WU: Yeah. It's the harms that come with monopolization, which is the ability of a company to get away with stuff. So if you take a company like Facebook facing very little competition, they've been able to decrease the privacy protections that they offer people. If you look at a company like Google with not much competition in search, they've been raising and raising their advertising rates. So it's less in the old-fashioned price-fixing kind of conspiracy but more about users having less choice, less places to go and, therefore, companies being able to get away with more.

CHANG: So do you think the Facebooks or the Googles, Amazons of the world are actually violating current antitrust law?

WU: You know, it depends on the company and the case, but I think there's enough evidence to look hard at the question. I've spent the most time looking at Facebook. They bought out a lot of their most dangerous rivals in the early 2010s. It's against the law to buy your competitors. Instagram and WhatsApp or two of their competitors they bought. So I think there's at least, you know, probable cause that they've done something. The case against Google is a little more complicated, but some people believe that there is enough there to take a look as well.

CHANG: Now, Elizabeth Warren, she has said that big tech companies - specifically Amazon, Google and Facebook - should be broken up. She says Amazon should not own Whole Foods, for example - should not own Zappos, the shoe company. Google should spin off Google Search - you know, things like that. So let me ask you, is breaking up these companies the best approach?

WU: It depends. I mean, I think sometimes, it is. Returning to Facebook, I think their acquisitions of WhatsApp and Instagram were illegal and anti-competitive, and so if they were asked to spin off those companies under the acquisitions, it would be a form of breakup, but one I think that would reintroduce competition. I think breakups or undoing of mergers are actually called for more than we have appreciated in the last few decades, but you don't want to create new problems.

CHANG: What kind of problems do you foresee?

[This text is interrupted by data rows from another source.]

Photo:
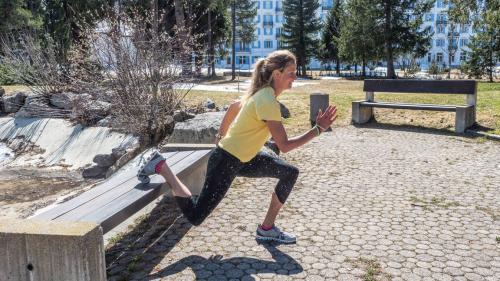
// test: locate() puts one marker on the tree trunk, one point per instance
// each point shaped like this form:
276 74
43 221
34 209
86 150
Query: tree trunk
233 45
182 35
338 65
211 65
388 40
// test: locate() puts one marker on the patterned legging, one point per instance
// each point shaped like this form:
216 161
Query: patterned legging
222 170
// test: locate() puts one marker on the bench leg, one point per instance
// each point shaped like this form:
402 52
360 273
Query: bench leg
46 250
361 114
464 118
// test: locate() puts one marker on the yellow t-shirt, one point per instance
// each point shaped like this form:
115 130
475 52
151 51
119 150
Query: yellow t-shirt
249 132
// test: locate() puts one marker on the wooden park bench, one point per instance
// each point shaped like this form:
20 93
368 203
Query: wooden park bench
66 242
465 115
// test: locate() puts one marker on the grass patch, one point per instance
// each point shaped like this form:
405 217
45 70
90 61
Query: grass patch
372 269
344 92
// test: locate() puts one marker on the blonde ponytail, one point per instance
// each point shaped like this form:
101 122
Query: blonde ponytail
263 70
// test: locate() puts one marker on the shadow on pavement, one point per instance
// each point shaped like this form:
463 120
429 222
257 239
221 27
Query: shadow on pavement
240 268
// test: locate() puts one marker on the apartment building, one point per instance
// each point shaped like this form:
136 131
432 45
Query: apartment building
269 26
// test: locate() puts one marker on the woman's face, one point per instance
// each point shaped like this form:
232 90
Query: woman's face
284 79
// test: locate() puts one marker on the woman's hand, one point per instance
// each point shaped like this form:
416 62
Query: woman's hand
325 119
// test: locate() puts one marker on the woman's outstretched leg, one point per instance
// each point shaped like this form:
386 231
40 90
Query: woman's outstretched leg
221 171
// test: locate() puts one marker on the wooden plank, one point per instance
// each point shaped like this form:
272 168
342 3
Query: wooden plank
94 203
113 212
420 86
105 187
431 107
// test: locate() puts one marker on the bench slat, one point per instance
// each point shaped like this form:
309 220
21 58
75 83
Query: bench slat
110 213
411 106
99 190
81 210
467 87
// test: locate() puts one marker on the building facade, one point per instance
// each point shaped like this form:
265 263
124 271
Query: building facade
269 26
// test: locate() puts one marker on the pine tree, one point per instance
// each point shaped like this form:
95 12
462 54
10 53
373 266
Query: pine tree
485 44
331 34
300 30
401 27
360 40
19 15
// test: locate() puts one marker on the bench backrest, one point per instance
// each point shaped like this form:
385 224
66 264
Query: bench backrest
466 87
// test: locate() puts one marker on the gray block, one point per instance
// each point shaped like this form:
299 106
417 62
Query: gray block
45 251
361 114
464 118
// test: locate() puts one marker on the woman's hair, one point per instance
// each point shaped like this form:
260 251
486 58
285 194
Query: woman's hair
262 73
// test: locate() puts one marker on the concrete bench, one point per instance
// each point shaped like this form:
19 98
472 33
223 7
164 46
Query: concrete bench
66 242
465 115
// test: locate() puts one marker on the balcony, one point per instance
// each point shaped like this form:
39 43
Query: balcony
268 23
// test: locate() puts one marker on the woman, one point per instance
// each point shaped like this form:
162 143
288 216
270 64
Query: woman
244 130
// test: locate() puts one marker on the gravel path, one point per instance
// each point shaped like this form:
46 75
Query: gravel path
370 204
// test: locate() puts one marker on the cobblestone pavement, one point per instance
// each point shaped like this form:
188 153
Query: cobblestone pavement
370 204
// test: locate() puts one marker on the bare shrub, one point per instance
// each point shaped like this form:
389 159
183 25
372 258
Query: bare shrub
139 72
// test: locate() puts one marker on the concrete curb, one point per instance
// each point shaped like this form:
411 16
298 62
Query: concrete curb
481 134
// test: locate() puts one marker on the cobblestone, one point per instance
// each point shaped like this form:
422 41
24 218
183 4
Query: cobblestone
409 205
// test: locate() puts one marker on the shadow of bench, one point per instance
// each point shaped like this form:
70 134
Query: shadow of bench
465 115
66 242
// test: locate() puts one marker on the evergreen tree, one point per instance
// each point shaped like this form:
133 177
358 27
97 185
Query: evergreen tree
360 40
301 29
64 19
19 15
331 34
401 27
243 13
485 44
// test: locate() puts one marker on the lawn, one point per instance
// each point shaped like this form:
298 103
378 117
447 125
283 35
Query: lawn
343 92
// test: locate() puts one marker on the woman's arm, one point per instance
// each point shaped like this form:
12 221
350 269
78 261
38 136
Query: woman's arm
228 119
324 120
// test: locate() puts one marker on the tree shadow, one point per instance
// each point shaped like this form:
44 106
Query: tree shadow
241 268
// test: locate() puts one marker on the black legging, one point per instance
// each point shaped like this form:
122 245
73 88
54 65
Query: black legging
221 171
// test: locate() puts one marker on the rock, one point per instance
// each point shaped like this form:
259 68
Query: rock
95 172
210 104
64 100
109 121
104 160
285 113
118 152
13 103
38 106
201 129
181 116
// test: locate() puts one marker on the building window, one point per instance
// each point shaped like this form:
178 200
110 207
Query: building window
429 17
463 56
439 42
242 59
441 28
439 57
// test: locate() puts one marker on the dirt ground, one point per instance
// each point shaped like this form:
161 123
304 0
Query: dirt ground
25 190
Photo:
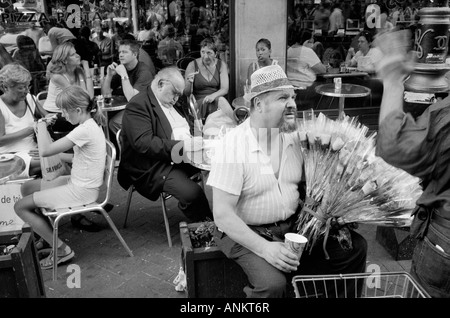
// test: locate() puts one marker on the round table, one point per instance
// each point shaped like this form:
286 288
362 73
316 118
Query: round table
11 169
346 90
117 103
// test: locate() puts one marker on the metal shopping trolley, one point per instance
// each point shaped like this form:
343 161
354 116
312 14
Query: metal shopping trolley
364 285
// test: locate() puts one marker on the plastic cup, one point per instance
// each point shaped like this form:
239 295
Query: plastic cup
100 101
296 243
108 100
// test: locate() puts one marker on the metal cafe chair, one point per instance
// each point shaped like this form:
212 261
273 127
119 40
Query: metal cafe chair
163 196
56 215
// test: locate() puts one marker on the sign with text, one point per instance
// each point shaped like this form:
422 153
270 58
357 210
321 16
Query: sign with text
9 195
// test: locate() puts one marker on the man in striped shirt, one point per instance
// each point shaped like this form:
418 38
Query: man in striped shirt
255 176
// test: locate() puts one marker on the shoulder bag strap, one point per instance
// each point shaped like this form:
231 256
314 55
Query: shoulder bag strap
36 114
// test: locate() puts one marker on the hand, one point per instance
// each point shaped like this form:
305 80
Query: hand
85 65
351 52
193 144
190 77
208 99
111 70
397 62
34 153
278 255
50 119
121 70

WU: In any action, there's unintended consequences. If you imagine, for example, breaking up Apple into three little mini-Apples, there might be more competition, but it might be that people's phones don't work as well or, you know, they lose whatever magic mojo they had. So you don't want to actually make things worse for people, but that said, I think breakups have the positive effect of rebooting an industry, starting things afresh and frankly, historically, have often been better for people in the long run than anyone predicted.

CHANG: That's Tim Wu of Columbia Law School. He's the author of "The Curse Of Bigness: Antitrust In The New Gilded Age." Thanks very much for joining us today.